On the last day in Kathmandu I got a message from Marcus' friend Gavin, who I had met before, saying he was in Pokora for 3 nights. As I had thought this guy to be of serious crack and Ime, needing to touch base with a familiar face, I jumped on the bus with the bike and headed in his direction. I turned up at the rather swish hotel he and his biking tour group were staying at. For someone I have only spent a weekend with before , it was absoluttely great to see him again. We had a couple of beers and the crack was good with lots to catch up on. Then I was able to meet him later in the great main drag of Pokhera and enjoyed that very much. After six or more weeks on the road, it was great to be able to relax with someone and have a good laugh.
So the over night bus was was tough. It was designed for people smaller than I, with lots of sharp metal parts where parts of my body wanted to be! But the driver, on some sort of record atempt, made it to the capital in 15 hrs.
I was glad to be back in a big city. Found a decent hotel just on the edge of the touristy Tamal area which I stayed in for 3 nights.
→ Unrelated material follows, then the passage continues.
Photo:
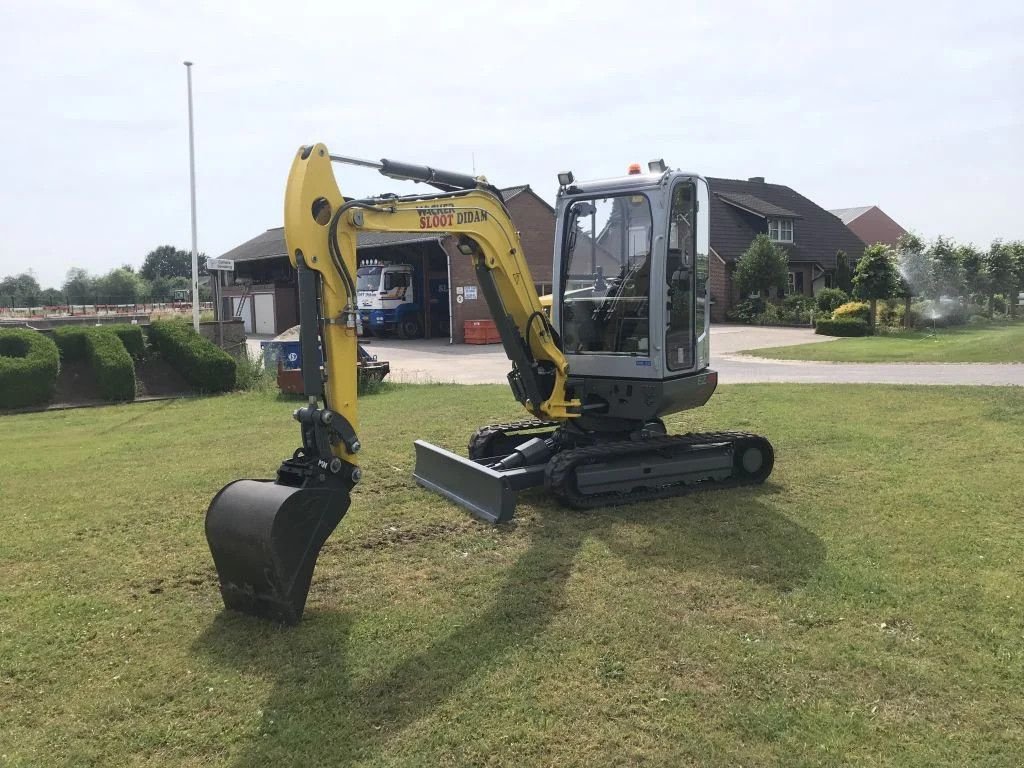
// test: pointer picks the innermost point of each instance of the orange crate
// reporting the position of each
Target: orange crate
(480, 332)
I was feeling tired which was a combination of the cycling, the 1 hours sleep on the bus and the couple of nights out in town.
The first night was spent with 3 nice guys from England, one of whom was working for a NGO helping Butanese refugees in Kathmandu. The second night out was spent with people of a shadier character! They were gem smugglers who were trying to get me to bring diamonds back to the UK. Luckily my unbelief in easy money provided me with a guide to stay well away . I enjoyed their beer and food and then slipped off into the night.
So the the change of countries went well. Got money, found border crossing, got stamped out of India, got visa in Nepal, found town to get bus, bought ticket then as things were going so well, the road to Kathmadu was closed so spent the night in an anomomous town I can't remember the name of.